Teaching

Christy has taught a range of interdisciplinary courses for undergraduate and graduate students in history, international studies, and sociology at New York University, Rowan University, and Johns Hopkins University. She also holds a graduate certificate in teaching and learning from NYU. The descriptions and learning objectives for a few of her undergraduate classes are below.

If you are interested in syllabi or reading lists for any of these courses, contact her.

Political Economy of Drugs and Drug Wars

In the United States, we spend more than $100 billion annually on illegal drugs—and the government spends more than $50 billion a year to combat their sale and use. These statistics raise important and complicated social questions. This course will examine the production, sale, use, and control of illegal drugs from historical and sociological perspective. We will have three objectives: to understand the social construction of drug use and illegality in the United States and other rich countries; to uncover the political and economic consequences of drug trafficking where drugs are produced and sold; and to examine the political economy of drug control through the so-called “War on Drugs,” both domestically and internationally.  

At the end of this class, students will be able to answer the questions:

  • How has our understanding of the use and abuse of drugs changed over time?
  • How has it been shaped by political and economic considerations, including issues of race, class, and gender?
  • How has the United States sought to control the production, sale, and consumption of drugs?
  • What have the consequences of these policies been, both domestically and internationally?
  • What is the relationship between the licit economy and the illicit drug economy?
  • How are the domestic and the international related?
Beyond the Wall: The United States and Mexico

­­An apocryphal quote has Mexico’s 19th century dictator Porfirio Díaz lamenting, “Poor Mexico, so far from God, so close to the United States.” Sharing a nearly 2,000-mile border with the country often referred to as the “Colossus of the North,” Mexicans have long had to contend with the asymmetry of power that has shaped relations between the two countries. But an (often appropriate) emphasis on the machinations of U.S. empire in Latin America has obscured the ways that countries like Mexico could influence, affect, and change politics and society in the United States. Examining the multidirectional exchange of culture, people, and commodities between the United States and Mexico over the last 200 years, this course asks not just how U.S. practices and policies have shaped Mexican society, but how, in turn, Mexico has shaped the United States. We will examine the social, political, and economic forces that have long pulled these two societies together – and pushed them apart. In so doing, this course will challenge students to decenter their understanding of the U.S.–Mexico relationship, to ask how this long relationship looks different from either side of the border.
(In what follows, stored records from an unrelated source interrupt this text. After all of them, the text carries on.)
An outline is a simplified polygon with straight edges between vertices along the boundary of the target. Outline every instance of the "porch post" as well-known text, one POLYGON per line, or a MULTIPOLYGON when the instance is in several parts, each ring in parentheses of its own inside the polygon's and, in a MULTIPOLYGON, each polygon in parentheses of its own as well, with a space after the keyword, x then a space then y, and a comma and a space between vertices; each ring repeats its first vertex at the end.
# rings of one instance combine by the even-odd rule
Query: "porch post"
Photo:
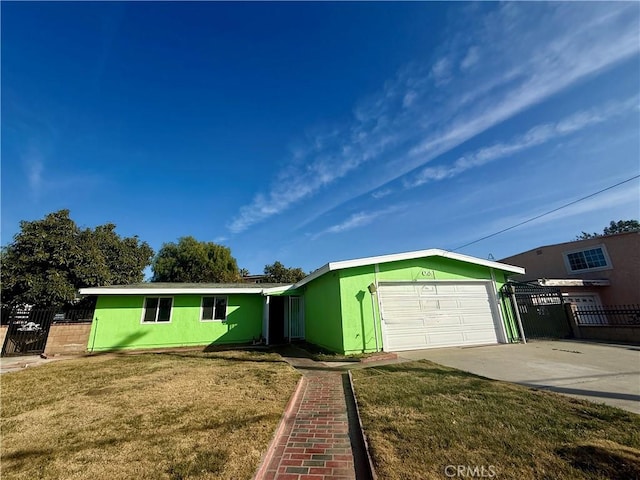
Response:
POLYGON ((269 345, 269 295, 265 295, 262 307, 262 335, 266 345, 269 345))

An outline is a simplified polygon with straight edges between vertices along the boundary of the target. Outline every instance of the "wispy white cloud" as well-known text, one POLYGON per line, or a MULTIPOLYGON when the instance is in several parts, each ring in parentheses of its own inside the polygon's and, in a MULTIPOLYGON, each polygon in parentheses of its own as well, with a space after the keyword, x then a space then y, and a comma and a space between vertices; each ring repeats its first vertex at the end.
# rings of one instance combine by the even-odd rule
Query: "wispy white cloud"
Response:
MULTIPOLYGON (((469 28, 442 45, 432 63, 403 68, 359 102, 349 122, 302 142, 270 188, 240 208, 230 231, 242 232, 329 189, 309 221, 384 191, 389 182, 640 52, 639 11, 632 3, 506 3, 487 10, 475 12, 469 28), (365 164, 374 168, 366 171, 365 164)), ((550 122, 553 134, 585 128, 581 122, 593 121, 585 115, 550 122)), ((551 135, 529 134, 469 161, 491 161, 486 158, 508 154, 518 140, 533 145, 551 135)), ((447 172, 432 174, 446 178, 447 172)))
POLYGON ((60 173, 47 167, 46 149, 30 145, 21 157, 29 186, 29 197, 39 201, 52 192, 74 191, 78 188, 93 187, 102 182, 97 175, 80 173, 60 173))
POLYGON ((431 67, 431 77, 436 85, 443 85, 451 80, 453 64, 448 57, 440 58, 431 67))
POLYGON ((467 50, 467 54, 460 62, 461 70, 469 70, 480 60, 480 48, 476 45, 472 45, 467 50))
POLYGON ((371 196, 378 200, 380 198, 388 197, 392 193, 393 190, 391 188, 383 188, 382 190, 376 190, 375 192, 372 192, 371 196))
POLYGON ((409 90, 402 99, 402 106, 405 108, 411 107, 416 101, 416 98, 418 98, 418 94, 414 90, 409 90))
POLYGON ((387 216, 391 213, 396 213, 402 210, 403 208, 405 208, 404 205, 398 204, 398 205, 393 205, 391 207, 387 207, 381 210, 374 210, 370 212, 363 211, 363 212, 354 213, 351 216, 349 216, 349 218, 347 218, 346 220, 340 223, 337 223, 335 225, 332 225, 322 230, 321 232, 318 232, 312 235, 311 239, 315 240, 316 238, 322 235, 326 235, 330 233, 342 233, 348 230, 353 230, 355 228, 364 227, 366 225, 373 223, 378 218, 387 216))
POLYGON ((27 180, 31 192, 37 193, 42 188, 42 172, 44 165, 42 160, 33 158, 27 162, 27 180))
MULTIPOLYGON (((521 17, 515 18, 512 6, 505 8, 509 11, 513 25, 521 26, 526 23, 521 17)), ((458 115, 447 126, 428 135, 410 153, 421 156, 418 163, 431 160, 576 81, 637 54, 640 50, 637 8, 627 6, 614 10, 606 15, 588 18, 586 23, 577 28, 574 25, 564 35, 552 37, 546 45, 538 43, 513 48, 512 51, 519 58, 505 58, 503 61, 510 60, 517 71, 526 76, 505 89, 497 98, 493 97, 490 102, 482 102, 470 112, 458 115), (627 13, 635 17, 635 21, 625 20, 624 15, 627 13)), ((500 21, 504 19, 501 18, 500 21)), ((557 28, 566 27, 565 19, 557 16, 550 23, 555 23, 557 28)), ((546 25, 549 26, 552 25, 546 25)), ((534 33, 525 32, 525 35, 534 33)), ((543 32, 536 33, 543 36, 543 32)), ((538 40, 542 41, 543 38, 538 40)), ((489 47, 489 52, 497 56, 504 50, 503 42, 497 48, 489 47)), ((509 76, 514 76, 514 73, 509 76)))
POLYGON ((347 230, 353 230, 354 228, 363 227, 373 222, 380 215, 382 215, 382 212, 354 213, 344 222, 327 228, 324 233, 340 233, 347 230))
POLYGON ((342 141, 325 143, 326 138, 318 136, 307 152, 298 150, 298 166, 290 165, 282 170, 267 194, 257 194, 249 205, 242 207, 229 224, 229 230, 242 232, 288 209, 377 158, 396 141, 395 135, 386 127, 384 116, 376 118, 374 113, 365 111, 358 115, 358 121, 342 141))
POLYGON ((426 167, 414 177, 407 178, 404 181, 404 186, 405 188, 412 188, 427 182, 444 180, 474 167, 480 167, 495 160, 510 157, 529 148, 605 122, 617 115, 628 113, 631 110, 638 110, 639 100, 638 96, 633 96, 626 101, 611 102, 600 108, 577 112, 555 123, 537 125, 508 143, 500 142, 489 147, 483 147, 475 152, 463 155, 453 164, 426 167))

At the end of this class, students will be able to answer the questions:

  • What forces—cultural, social, political, and economic—have defined the relationship between the United States and Mexico over time, and how does the history of U.S.–Mexican exchange shape each country today?
  • How have issues of race, class, and gender affected how people in the United States understand Mexico and Mexicans, and vice versa?
  • How are social movements shaped by cross-border exchange? How are political ideas transmitted from one country to another?
  • What work do borders do? How should we understand the social, economic, and political construction of the U.S.–Mexico border?

Capitalism, Dependency, and Development in Latin America

This course examines Latin American insertion into the global capitalist economy from the colonial period to the present. Examining various historical, sociological, and political-economic theories, this course will ask not only how Latin American economies and societies have developed their particular characteristics, but also how theorists within and outside the region have understood Latin American development over time.

At the end of this class, students will be able to answer the following questions:

  • What ideas and theories have guided the development of capitalism in Latin America?
  • What is the relationship of Latin American development to broader global processes?
  • What contradictions have structured Latin America’s insertion into those processes, and how have governments attempted to overcome them?
  • How have considerations of race, class, and gender affected Latin American development processes?
  • What problems persist in Latin American development today, and what are their historical roots?